Accordingly, s 109 of the Commonwealth Constitution renders Ch 2 Pt 9 of the IR Act inoperative in respect of employees of constitutional corporations so that the Court does not have jurisdiction to hear the applicant's claim.
52 The applicant, and counsel for the Attorney, relied largely on what Haylen J decided in Hagans. In that case his Honour upheld the submissions of the Commonwealth to the effect that reg 1.2(5) was a valid regulation.
Consideration
53 Section 846 of the WR Act is one source of power for the making of the Workplace Relations Regulations. The other is cl 1 of Schedule 4 - Transitional and Other Provisions of the Workplace Relations Amendment (Work Choices) Act, but we do not consider the provisions of this clause are relevant to the question we are required to determine in these proceedings. Section 846(1)(a) provides that the Governor-General may make regulations not inconsistent with the Act, prescribing all matters required or permitted by the Act to be prescribed. Section 846(1)(b) provides that the Governor-General may make regulations not inconsistent with the Act, prescribing all matters necessary or convenient to be prescribed for carrying out or giving effect to the WR Act. Section 846(2) describes the matters in relation to which the Governor-General may make regulations. We note the list of matters in that subsection does not purport to be exhaustive.
54 Section 16(2)(b) of the WR Act has the effect of excluding from s 16(1) the relevant law of the State or Territory so far as it is prescribed by the regulations. Thus, consistent with s 846(1)(a), s 16(2)(b) permits the regulations to prescribe laws to which s 16(1) does not apply.
55 The respondent contended, however, that s 16(2)(b), as the direct source of power for the making of reg 1.2(5), only permits the prescription of "laws" and not matters, or proceedings, or parts of laws. In other words, the respondent contended that the delegated legislation, which is the regulation, dealt with matters not within the scope of the power provided by the empowering Act. So that, on the respondent's argument, a regulation permitted by s 16(2)(b) could, relevantly, only exclude from s 16(1) of the WR Act, Ch 2, Pt 9 of the IR Act in respect of employees of constitutional corporations.

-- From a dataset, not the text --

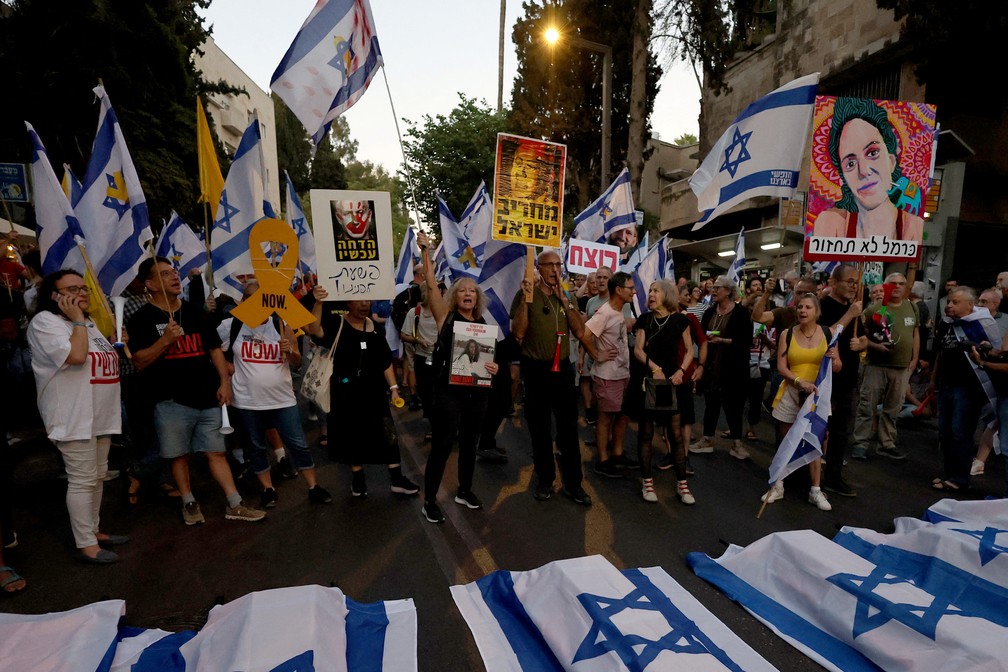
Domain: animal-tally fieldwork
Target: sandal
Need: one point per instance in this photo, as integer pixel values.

It could not, according to the respondent, exclude from the application of s 16(1) of the WR Act, Ch 2, Pt 9 of the IR Act to the extent to which it related to proceedings involving a contract of employment or employment arrangement that commenced before 27 March 2006. That reg 1.2(5) did so, rendered it invalid as being beyond the scope of operation permitted by s 16(2)(b).

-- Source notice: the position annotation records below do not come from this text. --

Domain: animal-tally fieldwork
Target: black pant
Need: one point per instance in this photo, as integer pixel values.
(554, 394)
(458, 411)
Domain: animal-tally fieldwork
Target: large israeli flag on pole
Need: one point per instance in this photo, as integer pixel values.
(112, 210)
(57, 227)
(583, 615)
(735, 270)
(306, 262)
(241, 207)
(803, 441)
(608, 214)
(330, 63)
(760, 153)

56 The limits the respondent seeks to have imposed on the extent to which s 16(2)(b) permits the making of a regulation prescribing laws that are excluded from the application of s 16(1), are too restrictive and are not consistent with the obvious intention of the legislature.

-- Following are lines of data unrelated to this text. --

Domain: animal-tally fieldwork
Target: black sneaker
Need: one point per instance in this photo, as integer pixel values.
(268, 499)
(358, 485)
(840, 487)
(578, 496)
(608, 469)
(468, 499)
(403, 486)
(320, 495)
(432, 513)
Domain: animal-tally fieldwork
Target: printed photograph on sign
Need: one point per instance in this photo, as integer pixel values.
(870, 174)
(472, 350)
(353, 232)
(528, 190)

57 The principles relating to the interpretation of statutes are also applicable to the interpretation of delegated legislation: Collector of Customs v Agfa-Gevaert Limited (1996) 186 CLR 389 at 398. Further, s 15AA of the Acts Interpretation Act 1901 (Cth) provides:
15AA Regard to be had to purpose or object of Act
(1) In the interpretation of a provision of an Act, a construction that would promote the purpose or object underlying the Act (whether that purpose or object is expressly stated in the Act or not) shall be preferred to a construction that would not promote that purpose or object.